Modal
Design annotations are needed for specific instances shown below, but for the standard modal dialog component, Carbon already incorporates accessibility.
Accessibility testing statusFor every latest release, Carbon runs tests on all components to meet the accessibility requirements. These different statuses report the work that Carbon has done in the back end. These tests appear only when the components are stable.
For every latest release, Carbon runs tests on all components to meet the accessibility requirements. These different statuses report the work that Carbon has done in the back end. These tests appear only when the components are stable.
Latest version: ^1.60.1 | Framework: React (@carbon/react)

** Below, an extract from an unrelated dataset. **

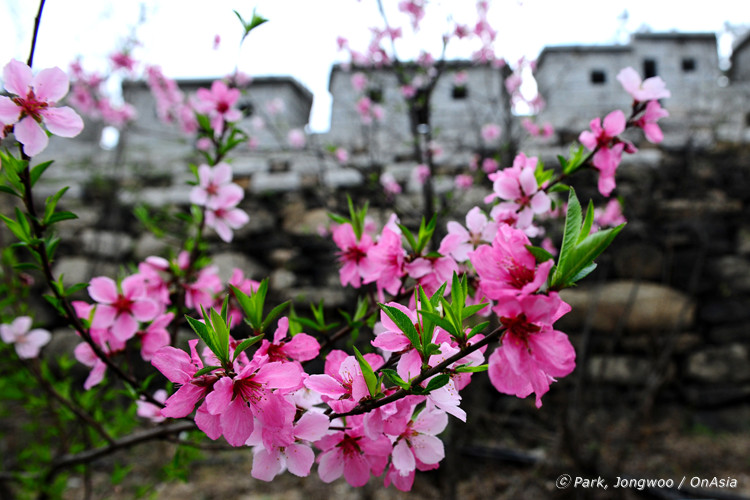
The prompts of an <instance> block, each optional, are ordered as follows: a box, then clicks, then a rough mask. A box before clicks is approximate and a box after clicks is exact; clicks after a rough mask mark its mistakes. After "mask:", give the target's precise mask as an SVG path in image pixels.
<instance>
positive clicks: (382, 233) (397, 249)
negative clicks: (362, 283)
mask: <svg viewBox="0 0 750 500" xmlns="http://www.w3.org/2000/svg"><path fill="white" fill-rule="evenodd" d="M367 257H368V258H369V259H370V262H371V264H372V268H371V272H370V273H369V275H368V276H366V277H363V282H364V283H372V282H376V283H377V286H378V290H379V291H381V293H382V290H385V291H387V292H388V293H390V294H391V295H396V294H397V293H398V291H399V290H400V289H401V284H402V278H403V276H404V275H405V274H406V272H405V270H404V263H405V262H404V260H405V258H406V251H405V250H404V247H403V246H402V244H401V232H400V230H399V229H398V227H397V226H396V228H395V229H394V228H392V227H388V226H386V227H384V228H383V232H382V233H381V235H380V239H379V240H378V242H377V243H376V244H375V245H373V246H372V248H370V251H369V252H368V254H367Z"/></svg>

Component | Accessibility test | Status | Link to source code |
---|---|---|---|
Modal | Test(s) that ensure the initial render state of a component is accessible. | Passes all automated tests with no reported accessibility violations. | GitHub link |
Tests that ensure additional states of the component are accessible. This could be interactive states of a component or its multiple variants. | Some tests are incomplete, in progress, invalid, or temporarily skipped. | ||
Tests that ensure focus is properly managed, and all interactive functions of a component have a proper keyboard-accessible equivalent. | Passes all automated tests with no reported accessibility violations. | ||
This manual testing ensures that the visual information on the screen is properly conveyed and read correctly by screen readers such as JAWS, VoiceOver, and NVDA. | A human has manually tested this component, e.g. screen reader testing. | ||
Composed modal | Test(s) that ensure the initial render state of a component is accessible. | Passes all automated tests with no reported accessibility violations. | GitHub link |
Tests that ensure additional states of the component are accessible. This could be interactive states of a component or its multiple variants. | Some tests are incomplete, in progress, invalid, or temporarily skipped. | ||
Tests that ensure focus is properly managed, and all interactive functions of a component have a proper keyboard-accessible equivalent. | Passes all automated tests with no reported accessibility violations. | ||
This manual testing ensures that the visual information on the screen is properly conveyed and read correctly by screen readers such as JAWS, VoiceOver, and NVDA. | A human has manually tested this component, e.g. screen reader testing. |
What Carbon provides
Carbon bakes keyboard operation into its components, improving the experience of blind users and others who operate via the keyboard. Carbon incorporates many other accessibility considerations, some of which are described below.
Keyboard interactions
Modal dialogs take focus on appearance, and the tab order is constrained to the
modal’s controls until the modal is closed by choosing one of the buttons with
Enter
or Space
, or is dismissed by pressing Esc
.
Focus handling
When the dialog appears, the first item that gets focus depends on the type of dialog. Passive dialogs only contain a close button (X), so that takes focus. For dialogs which prompt for confirmation or user decision, the primary button takes focus (regardless of number of buttons). For destructive interactions, the “cancel” button takes focus, not the red danger/delete button. The tab order should proceed left and down from whichever item has focus then wrap back to the close button (X).
Design recommendations
Designate the input that takes focus in a transactional
The only time the starting focus would not be on a button is where a dialog contains input fields. For such transactional dialogs, designers should annotate that the first input field should receive focus. Note that text links are not considered a user input in this context.
Development considerations
Keep these considerations in mind if you are modifying Carbon or creating a custom component.
- Carbon assigns the container a role of “dialog” and sets
aria-modal
to"true"
. - The dialog is labelled via
aria-label
, using the same string used for the modal’s title;aria-labelledby
could also be used to assign the title’s string. - See the modal pattern in the ARIA authoring practices for more considerations.